Nerve damage is also known as neuropathy and occurs when the small blood vessels supplying the nerves in the feet don’t work as well as they should, leading to loss of sensation in the feet and legs.

Poor circulation.

High glucose levels also damage your blood vessels leading to poor blood supply particularly in your legs and feet.  With reduced blood circulation, the tissues, muscles and skin are starved of nutrients and oxygen.  Due to both this and a weakened immune system the ability to fight infection is greatly reduced.

Foot Deformities

It is likely that deformities such as hammer toes or bunions may cause corns, callus, blisters etc. which if not detected, can lead to infection and/or ulceration.  If these are not promptly treated the outcome can be as serious as amputation.

Keeping control of your diabetes, cholesterol and blood pressure will help to reduce the risk of developing problems with your feet.

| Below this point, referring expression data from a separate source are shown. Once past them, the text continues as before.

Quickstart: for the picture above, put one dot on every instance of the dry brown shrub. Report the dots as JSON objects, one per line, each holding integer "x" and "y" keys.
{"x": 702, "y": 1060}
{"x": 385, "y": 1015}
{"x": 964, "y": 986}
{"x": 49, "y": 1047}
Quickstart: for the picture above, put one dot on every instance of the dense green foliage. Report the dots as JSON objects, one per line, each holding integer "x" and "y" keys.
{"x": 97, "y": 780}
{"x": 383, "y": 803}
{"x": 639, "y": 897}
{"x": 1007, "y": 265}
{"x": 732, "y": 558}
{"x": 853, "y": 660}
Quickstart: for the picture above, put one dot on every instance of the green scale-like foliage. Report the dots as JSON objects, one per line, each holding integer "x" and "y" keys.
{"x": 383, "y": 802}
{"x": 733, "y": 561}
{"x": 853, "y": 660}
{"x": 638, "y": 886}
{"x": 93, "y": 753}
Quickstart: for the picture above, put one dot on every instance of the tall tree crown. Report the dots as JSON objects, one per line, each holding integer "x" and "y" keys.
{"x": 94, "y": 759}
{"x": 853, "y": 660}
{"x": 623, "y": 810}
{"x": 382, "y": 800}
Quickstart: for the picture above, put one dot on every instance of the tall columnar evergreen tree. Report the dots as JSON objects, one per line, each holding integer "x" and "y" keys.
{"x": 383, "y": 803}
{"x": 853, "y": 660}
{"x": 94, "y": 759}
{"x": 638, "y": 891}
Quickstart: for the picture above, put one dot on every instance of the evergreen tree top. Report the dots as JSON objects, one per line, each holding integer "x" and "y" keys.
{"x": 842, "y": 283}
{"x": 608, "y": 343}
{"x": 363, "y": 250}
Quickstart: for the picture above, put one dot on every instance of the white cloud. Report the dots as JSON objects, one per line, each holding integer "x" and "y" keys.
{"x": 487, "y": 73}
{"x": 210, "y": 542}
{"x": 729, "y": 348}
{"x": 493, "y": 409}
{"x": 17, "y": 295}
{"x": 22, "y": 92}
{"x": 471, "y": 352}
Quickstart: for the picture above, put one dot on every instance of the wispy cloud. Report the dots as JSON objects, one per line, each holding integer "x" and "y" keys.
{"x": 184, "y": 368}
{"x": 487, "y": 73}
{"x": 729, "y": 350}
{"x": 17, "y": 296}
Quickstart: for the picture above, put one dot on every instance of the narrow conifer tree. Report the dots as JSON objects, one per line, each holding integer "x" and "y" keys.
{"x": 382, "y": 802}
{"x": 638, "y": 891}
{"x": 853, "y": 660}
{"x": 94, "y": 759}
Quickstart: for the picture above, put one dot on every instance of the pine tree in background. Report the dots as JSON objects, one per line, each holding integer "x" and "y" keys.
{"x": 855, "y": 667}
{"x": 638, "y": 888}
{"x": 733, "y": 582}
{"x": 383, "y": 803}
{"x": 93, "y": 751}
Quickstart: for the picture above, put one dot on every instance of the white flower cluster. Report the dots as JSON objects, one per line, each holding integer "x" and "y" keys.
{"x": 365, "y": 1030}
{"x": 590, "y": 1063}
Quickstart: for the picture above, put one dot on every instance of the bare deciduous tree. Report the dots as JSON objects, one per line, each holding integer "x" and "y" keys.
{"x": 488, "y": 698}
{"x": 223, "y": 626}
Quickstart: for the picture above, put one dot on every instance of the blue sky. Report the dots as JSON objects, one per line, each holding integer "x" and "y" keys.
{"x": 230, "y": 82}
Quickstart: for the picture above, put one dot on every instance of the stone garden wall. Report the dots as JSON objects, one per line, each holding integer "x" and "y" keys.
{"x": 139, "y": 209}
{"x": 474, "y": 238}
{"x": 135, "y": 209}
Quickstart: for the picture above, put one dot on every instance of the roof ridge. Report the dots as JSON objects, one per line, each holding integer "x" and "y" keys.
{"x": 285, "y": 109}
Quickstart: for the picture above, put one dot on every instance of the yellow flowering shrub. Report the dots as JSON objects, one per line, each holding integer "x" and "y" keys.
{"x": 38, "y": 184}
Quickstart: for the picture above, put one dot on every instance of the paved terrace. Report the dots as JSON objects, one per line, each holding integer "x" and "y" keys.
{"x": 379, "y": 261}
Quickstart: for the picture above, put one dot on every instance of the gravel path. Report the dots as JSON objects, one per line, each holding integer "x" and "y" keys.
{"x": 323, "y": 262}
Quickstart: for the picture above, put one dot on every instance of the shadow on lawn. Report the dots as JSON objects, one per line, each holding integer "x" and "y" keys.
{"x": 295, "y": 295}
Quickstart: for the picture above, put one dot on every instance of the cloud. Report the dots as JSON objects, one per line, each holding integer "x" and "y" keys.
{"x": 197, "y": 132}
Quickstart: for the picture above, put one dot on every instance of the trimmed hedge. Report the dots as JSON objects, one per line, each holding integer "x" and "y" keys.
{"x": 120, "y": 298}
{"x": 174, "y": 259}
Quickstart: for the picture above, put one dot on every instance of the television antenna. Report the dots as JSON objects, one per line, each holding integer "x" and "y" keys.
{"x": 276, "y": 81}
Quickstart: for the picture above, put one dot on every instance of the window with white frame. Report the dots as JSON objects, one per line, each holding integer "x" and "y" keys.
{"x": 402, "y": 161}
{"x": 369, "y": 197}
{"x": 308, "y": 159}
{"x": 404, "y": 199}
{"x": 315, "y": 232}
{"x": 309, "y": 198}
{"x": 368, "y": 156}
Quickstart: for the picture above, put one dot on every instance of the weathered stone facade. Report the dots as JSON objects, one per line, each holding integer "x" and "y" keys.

80% of Lower limb amputations are preceded by a foot ulcer and 80% of these can be prevented by early intervention, i.e. regular foot screening.

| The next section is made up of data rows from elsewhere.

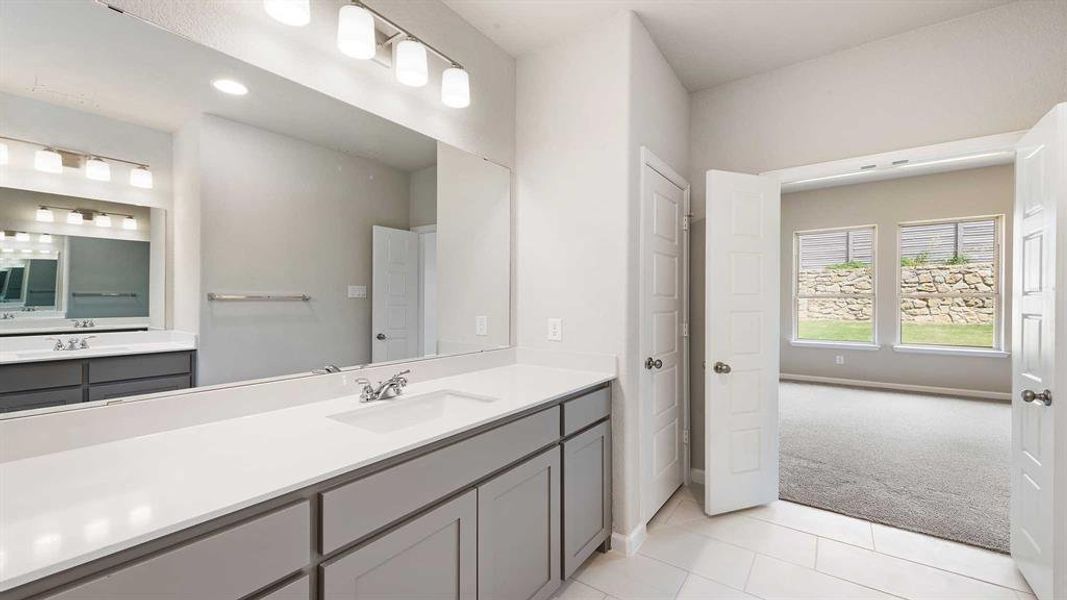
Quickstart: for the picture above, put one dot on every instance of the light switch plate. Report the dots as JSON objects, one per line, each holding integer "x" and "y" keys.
{"x": 555, "y": 330}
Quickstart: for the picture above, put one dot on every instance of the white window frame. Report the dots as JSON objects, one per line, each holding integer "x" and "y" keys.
{"x": 998, "y": 348}
{"x": 795, "y": 340}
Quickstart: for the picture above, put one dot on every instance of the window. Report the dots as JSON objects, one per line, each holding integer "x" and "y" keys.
{"x": 833, "y": 285}
{"x": 950, "y": 286}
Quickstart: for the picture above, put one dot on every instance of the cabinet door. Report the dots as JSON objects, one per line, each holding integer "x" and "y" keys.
{"x": 430, "y": 557}
{"x": 587, "y": 494}
{"x": 519, "y": 532}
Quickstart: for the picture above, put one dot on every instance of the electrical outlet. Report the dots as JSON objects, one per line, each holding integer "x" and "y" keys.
{"x": 555, "y": 330}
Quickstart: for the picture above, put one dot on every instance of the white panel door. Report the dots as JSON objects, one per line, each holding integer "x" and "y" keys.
{"x": 394, "y": 302}
{"x": 1040, "y": 201}
{"x": 663, "y": 315}
{"x": 743, "y": 312}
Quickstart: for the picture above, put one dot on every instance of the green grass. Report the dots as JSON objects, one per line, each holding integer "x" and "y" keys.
{"x": 936, "y": 334}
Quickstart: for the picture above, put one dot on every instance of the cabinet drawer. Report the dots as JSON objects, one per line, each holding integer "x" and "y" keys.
{"x": 585, "y": 410}
{"x": 224, "y": 566}
{"x": 27, "y": 400}
{"x": 353, "y": 510}
{"x": 40, "y": 376}
{"x": 139, "y": 366}
{"x": 105, "y": 391}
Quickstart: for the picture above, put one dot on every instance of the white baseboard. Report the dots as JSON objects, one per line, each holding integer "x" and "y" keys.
{"x": 630, "y": 542}
{"x": 900, "y": 387}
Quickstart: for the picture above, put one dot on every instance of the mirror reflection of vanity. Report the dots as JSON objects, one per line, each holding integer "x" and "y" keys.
{"x": 163, "y": 232}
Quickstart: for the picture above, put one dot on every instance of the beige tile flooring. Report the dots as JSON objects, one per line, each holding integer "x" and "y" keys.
{"x": 785, "y": 551}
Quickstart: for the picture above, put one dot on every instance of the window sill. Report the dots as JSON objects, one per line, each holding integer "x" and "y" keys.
{"x": 952, "y": 351}
{"x": 834, "y": 345}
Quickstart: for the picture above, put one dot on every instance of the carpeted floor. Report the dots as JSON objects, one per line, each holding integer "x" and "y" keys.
{"x": 934, "y": 464}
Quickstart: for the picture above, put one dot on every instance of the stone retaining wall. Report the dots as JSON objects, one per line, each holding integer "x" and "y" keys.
{"x": 970, "y": 279}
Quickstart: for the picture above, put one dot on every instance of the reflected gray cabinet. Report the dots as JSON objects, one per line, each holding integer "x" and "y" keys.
{"x": 587, "y": 494}
{"x": 519, "y": 532}
{"x": 433, "y": 555}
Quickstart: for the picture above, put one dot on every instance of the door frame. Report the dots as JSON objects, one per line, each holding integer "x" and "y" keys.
{"x": 648, "y": 158}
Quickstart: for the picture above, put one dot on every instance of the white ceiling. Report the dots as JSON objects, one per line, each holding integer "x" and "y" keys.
{"x": 712, "y": 42}
{"x": 83, "y": 56}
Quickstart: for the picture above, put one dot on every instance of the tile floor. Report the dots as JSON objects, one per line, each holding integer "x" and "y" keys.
{"x": 786, "y": 551}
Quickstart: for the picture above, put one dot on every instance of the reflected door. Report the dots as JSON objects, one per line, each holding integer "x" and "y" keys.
{"x": 743, "y": 311}
{"x": 394, "y": 308}
{"x": 1040, "y": 191}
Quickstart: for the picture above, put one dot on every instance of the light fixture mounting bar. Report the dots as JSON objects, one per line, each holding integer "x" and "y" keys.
{"x": 75, "y": 152}
{"x": 405, "y": 33}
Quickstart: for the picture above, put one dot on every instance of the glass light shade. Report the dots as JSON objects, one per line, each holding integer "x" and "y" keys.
{"x": 141, "y": 177}
{"x": 456, "y": 88}
{"x": 295, "y": 13}
{"x": 355, "y": 32}
{"x": 97, "y": 170}
{"x": 411, "y": 63}
{"x": 48, "y": 161}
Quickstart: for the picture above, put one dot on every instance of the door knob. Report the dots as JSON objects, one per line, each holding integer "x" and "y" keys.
{"x": 1044, "y": 397}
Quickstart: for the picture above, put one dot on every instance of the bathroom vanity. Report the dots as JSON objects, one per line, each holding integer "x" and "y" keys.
{"x": 491, "y": 484}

Most complications related to diabetes are caused by high blood glucose.  By staying in your target blood glucose range you can reduce your risk.

Nerve damage often shows itself gradually, because of this you may not know that you are at risk of foot problems.  As a diabetic you need to be aware of a reduced appreciation of pain, heat and cold.

This is where the importance of regular foot screening comes in.  Have your feet routinely checked with a professional foot care provider who will check if there are any changes to your nerve and blood supply or to the shape and condition of your feet.

The aim of Diabetes Foot Screening is to ascertain how at risk you are of developing foot problems. 

So What happens?

After removing your shoes and socks we will examine your feet for skin, nail or structural deformities.

We will then carry out a Neurological assessment (checking for loss of feeling) and a Vascular assessment (checking for reduced blood circulation). 

We will also check your footwear to assure proper fit and structurally suitability.

Based on this assessment you are given advice on how to properly manage your feet and how often they should be assessed.

Patient education is of the utmost importance to us and every effort will be made to familiarize you with the knowledge you need to keep your feet healthy and problem free.

Adopt a self check routine at home and download a Waterford Foot Clinic Daily Foot Care Routine and advice brochure.  



Risk categorization is in line with the HSE National Diabetes Programme, Clinical Strategy and Programmes Directorate 2010

Ankle Brachial Test

Ankle Brachial Pressure Index Measurement and reporting within 48hrs is now available as part of our Diabetic Foot Screening. An ankle brachial test checks for signs of Peripheral  arterial disease (PAD). PAD occurs when narrowed arteries reduce blood flow to your limbs. The blood pressure measurements from your arm and lower leg are used to calculate your ankle brachial index.